Obsessive pursuit of growth
To mitigate the decline in soft drinks, Coca-Cola must also prioritise growth in different markets, across different occasions and with a wider range of consumers.
This goal is reflected in its corporate structure, with Coca-Cola scrapping the CMO position in March 2017 and appointing Francisco Crespo as chief growth officer instead.
Coca-Cola’s global vice-president of creative, Rodolfo Echeverria, explains: “We have always been big but now we are obsessively pursuing growth, not in the sense that we want to be richer but in the sense that we are looking at those consumers who are not our consumers right now. We’re asking how can we grow? How can we satisfy more and better consumer needs?”
Looking to the future
To understand the future of Coca-Cola it helps to look to Japan, where the company launches four products a week.

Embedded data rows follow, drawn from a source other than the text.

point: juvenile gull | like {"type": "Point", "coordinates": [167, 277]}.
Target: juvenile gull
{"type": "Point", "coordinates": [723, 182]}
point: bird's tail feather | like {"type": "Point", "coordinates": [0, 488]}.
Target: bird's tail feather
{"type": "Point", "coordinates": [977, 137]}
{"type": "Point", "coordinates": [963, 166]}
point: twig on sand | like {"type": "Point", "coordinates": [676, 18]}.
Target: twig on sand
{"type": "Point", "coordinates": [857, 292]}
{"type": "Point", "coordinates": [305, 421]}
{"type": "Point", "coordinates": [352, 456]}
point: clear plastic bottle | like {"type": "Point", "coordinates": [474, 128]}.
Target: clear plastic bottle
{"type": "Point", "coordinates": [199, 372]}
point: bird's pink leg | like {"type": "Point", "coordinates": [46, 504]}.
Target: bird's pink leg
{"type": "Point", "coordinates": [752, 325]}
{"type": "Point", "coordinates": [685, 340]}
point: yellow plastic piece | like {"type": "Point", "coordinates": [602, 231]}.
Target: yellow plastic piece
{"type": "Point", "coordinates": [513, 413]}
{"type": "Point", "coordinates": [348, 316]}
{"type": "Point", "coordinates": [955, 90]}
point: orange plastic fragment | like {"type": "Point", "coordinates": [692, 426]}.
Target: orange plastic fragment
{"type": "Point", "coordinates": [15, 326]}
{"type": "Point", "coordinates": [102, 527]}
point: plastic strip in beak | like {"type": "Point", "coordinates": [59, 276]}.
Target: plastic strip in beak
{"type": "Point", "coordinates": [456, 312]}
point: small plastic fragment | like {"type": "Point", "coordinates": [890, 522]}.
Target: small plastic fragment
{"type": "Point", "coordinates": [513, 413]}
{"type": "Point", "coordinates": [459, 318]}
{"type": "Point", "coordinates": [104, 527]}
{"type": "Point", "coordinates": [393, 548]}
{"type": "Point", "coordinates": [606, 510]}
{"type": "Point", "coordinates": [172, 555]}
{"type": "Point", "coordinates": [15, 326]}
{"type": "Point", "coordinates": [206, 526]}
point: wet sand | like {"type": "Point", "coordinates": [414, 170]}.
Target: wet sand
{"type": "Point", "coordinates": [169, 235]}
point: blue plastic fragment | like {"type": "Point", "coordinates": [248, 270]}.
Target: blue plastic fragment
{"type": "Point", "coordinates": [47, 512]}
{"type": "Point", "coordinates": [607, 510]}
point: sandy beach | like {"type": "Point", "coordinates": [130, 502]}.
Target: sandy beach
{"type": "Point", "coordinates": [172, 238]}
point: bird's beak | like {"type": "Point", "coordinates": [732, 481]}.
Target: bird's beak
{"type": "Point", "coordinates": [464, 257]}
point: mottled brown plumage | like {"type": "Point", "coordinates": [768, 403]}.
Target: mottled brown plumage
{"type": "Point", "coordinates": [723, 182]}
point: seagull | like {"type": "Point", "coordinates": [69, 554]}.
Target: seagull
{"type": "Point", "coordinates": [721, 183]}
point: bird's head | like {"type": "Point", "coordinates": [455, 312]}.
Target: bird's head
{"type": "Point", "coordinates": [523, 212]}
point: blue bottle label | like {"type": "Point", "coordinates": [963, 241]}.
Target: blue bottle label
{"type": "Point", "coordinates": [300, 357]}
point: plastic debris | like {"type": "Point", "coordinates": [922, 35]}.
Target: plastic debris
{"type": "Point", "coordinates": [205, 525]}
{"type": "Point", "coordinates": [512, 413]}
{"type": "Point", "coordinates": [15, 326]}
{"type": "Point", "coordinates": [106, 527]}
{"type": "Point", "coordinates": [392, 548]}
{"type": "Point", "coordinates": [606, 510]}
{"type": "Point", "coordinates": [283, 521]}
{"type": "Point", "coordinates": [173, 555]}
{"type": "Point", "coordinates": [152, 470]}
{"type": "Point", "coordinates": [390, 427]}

Sparkling CMO Meza explains: “One of the things the Japan business has done is to understand very quickly which products have the chance have to be maintained and which have to be removed. It’s a change of mindset and that’s what James Quincey is pushing us to do, and I’ve seen more and more of that in Coca-Cola.”
Coca-Cola might appear to have been innovating for years given the steady stream of new Coke flavours. However, Roy admits these new flavours “don’t really help the brand grow in a long-term, sustainable way”.

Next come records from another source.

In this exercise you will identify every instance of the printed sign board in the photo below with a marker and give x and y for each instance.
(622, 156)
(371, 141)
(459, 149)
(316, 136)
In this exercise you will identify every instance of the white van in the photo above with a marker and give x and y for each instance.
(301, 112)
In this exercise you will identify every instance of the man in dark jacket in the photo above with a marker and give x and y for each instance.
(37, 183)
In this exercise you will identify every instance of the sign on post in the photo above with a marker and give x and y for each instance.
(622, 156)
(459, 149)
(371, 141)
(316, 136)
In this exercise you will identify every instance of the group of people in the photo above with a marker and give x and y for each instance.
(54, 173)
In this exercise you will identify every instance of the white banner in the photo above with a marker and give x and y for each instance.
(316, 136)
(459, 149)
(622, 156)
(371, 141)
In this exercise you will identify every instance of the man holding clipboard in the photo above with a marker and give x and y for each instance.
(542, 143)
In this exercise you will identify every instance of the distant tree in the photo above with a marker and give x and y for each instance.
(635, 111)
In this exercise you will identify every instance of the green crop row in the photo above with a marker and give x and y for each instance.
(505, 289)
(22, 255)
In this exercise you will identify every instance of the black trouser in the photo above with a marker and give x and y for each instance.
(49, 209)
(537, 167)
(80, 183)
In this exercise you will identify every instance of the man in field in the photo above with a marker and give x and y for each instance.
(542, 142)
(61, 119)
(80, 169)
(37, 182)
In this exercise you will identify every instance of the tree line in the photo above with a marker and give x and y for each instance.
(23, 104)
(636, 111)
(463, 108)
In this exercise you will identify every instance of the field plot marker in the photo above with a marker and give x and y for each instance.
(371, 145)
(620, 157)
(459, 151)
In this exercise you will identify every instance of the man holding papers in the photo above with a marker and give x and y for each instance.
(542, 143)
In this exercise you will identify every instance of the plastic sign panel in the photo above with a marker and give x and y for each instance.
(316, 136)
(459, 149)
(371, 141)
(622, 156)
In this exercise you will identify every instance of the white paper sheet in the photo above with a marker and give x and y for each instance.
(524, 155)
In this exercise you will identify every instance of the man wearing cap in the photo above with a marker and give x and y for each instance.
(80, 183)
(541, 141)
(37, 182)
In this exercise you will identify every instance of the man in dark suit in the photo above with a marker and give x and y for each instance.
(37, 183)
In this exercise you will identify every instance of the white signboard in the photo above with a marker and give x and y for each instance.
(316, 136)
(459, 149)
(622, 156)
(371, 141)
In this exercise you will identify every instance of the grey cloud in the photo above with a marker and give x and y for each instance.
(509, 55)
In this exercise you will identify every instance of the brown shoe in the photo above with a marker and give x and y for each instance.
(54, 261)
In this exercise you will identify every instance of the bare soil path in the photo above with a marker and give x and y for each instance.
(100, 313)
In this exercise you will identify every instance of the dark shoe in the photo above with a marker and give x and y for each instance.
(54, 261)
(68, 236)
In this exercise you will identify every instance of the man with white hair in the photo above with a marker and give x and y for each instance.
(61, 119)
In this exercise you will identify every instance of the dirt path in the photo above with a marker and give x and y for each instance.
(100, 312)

To do that it needs to expand into new drinking occasions. And this is where it is starting to experiment. A year ago, Japan launched Coke with coffee. It’s a prime example of breaking the ‘holy grail’ rules because the combination of Coca-Cola and coffee beans fundamentally changes the core Coke recipe.
Coke with coffee is also different because its sales do not come at the expense of the core product. Instead, they come from looking at an occasion and a need – people wanting more caffeine to perk them up during an afternoon slump – thus taking sales from other categories rather than cannibalising Coca-Cola sales. It launched in Spain in October and the hope is that by the end of next year it will be in 50% of Coca-Cola’s markets.

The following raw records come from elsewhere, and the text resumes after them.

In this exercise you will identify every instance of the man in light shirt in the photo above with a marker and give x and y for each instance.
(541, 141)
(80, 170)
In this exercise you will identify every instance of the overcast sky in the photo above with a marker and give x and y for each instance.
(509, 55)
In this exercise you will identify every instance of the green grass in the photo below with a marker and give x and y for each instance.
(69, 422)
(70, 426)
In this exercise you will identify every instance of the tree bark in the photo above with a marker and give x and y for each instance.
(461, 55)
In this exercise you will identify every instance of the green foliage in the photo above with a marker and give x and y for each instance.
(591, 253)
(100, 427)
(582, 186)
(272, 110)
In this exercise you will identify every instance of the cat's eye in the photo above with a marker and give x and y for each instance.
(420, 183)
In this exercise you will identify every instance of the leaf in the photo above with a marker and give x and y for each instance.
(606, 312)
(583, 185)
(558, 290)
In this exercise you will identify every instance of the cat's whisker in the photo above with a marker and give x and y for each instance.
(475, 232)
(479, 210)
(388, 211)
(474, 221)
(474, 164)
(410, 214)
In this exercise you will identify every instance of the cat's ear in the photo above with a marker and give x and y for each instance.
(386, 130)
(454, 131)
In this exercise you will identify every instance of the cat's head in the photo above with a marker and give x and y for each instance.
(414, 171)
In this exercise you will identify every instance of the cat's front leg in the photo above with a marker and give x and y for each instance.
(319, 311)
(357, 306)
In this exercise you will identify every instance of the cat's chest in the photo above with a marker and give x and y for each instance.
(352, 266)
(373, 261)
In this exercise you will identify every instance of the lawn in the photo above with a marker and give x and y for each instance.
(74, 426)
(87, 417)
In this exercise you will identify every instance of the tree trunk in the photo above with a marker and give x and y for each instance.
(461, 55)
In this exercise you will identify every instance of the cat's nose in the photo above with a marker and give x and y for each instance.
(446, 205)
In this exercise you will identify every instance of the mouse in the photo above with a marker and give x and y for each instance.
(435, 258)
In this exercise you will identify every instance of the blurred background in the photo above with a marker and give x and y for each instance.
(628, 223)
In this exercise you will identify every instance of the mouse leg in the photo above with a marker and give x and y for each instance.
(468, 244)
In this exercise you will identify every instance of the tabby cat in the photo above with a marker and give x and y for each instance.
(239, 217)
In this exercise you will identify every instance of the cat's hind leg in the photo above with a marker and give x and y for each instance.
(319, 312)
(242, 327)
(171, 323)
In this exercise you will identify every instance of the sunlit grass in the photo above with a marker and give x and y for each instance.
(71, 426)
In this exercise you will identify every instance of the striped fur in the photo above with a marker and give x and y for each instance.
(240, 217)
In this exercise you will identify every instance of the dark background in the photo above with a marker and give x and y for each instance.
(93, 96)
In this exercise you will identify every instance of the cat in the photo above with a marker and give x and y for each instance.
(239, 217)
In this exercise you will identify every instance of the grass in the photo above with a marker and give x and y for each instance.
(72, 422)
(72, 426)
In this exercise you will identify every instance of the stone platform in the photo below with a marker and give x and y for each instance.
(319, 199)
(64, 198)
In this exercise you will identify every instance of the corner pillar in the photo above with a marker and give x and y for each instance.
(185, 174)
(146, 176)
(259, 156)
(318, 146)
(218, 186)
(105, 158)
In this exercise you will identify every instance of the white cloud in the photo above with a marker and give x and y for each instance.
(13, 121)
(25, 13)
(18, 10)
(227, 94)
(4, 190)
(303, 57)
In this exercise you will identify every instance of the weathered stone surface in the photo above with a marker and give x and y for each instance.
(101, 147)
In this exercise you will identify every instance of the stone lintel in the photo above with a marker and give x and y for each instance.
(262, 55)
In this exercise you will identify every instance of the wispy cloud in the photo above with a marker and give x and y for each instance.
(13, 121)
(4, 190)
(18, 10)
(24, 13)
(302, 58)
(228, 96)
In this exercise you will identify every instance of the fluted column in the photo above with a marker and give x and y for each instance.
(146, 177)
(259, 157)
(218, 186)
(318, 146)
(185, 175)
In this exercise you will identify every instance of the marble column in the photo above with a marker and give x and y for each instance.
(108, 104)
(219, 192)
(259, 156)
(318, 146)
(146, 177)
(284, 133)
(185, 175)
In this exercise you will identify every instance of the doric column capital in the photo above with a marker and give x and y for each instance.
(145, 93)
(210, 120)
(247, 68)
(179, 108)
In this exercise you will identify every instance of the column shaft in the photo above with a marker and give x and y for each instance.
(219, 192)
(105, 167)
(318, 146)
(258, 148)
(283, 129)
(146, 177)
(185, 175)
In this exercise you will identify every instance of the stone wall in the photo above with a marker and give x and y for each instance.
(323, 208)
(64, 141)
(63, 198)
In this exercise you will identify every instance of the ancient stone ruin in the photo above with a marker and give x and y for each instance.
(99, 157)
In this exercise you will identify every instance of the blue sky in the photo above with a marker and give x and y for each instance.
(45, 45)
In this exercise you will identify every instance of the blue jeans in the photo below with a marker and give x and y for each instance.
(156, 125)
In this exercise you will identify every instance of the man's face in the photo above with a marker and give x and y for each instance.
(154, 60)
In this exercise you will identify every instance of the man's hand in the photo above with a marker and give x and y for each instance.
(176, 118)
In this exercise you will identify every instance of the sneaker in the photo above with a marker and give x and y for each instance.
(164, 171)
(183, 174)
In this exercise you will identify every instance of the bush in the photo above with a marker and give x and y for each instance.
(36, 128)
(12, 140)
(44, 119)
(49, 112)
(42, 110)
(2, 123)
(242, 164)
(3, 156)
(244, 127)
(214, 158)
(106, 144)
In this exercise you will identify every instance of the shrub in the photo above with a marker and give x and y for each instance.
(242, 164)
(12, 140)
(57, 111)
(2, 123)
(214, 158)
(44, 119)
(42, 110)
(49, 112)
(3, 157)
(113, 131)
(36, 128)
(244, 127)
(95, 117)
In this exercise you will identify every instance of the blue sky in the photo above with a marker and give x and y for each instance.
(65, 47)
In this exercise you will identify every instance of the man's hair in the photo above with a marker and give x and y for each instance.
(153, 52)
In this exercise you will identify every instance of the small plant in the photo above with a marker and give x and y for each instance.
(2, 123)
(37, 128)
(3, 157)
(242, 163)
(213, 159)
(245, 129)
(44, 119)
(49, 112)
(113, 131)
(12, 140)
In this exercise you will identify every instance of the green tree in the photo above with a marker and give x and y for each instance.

Another example is the growing ‘food for specified health uses’ trend in Japan. The trend is about offering products that aid health and metabolism, so Coca-Cola has launched Coke plus fibre, which lowers the body’s fat absorption and is targeted at the over-40s.
It’s unlikely to launch more widely any time soon but the point is there is a market for more functional drinks. Following those trends will see Coca-Cola going boldly where Coke hasn’t gone before.
There is no doubt the organisation will look very different in 20 years’ time from how it does now if it continues on its current trajectory.
However, it’s unclear how this will translate to consumers. The Coca-Cola Company will still be synonymous with carbonated drinks and its namesake product but perhaps more popular products in other categories will become more important to the business.
Is there a point when the business owns a product bigger than Coca-Cola? Meza isn’t ruling it out, although he doesn’t see it happening in the next 10 years. What will be key, he believes, is Coca-Cola keeping up with the pace of change. “The moment the pace of change outside the company is higher than inside, then you start to lose,” he reflects.
Coca-Cola not a disruptor or a startup or an underdog tapping into a niche. It’s a big corporation and no amount of innovation hubs or logo updates is going to change that.
However, Coca-Cola is prioritising rapid innovation, launching into new markets and exploring nascent trends. Quincey’s decision to break old habits and adopt faster processes might be one born of necessity, but history is littered with companies that failed to do that. The future of the Coca-Cola brand may not be as exalted as in the past, but the company that bears its name still has some fizz left in it.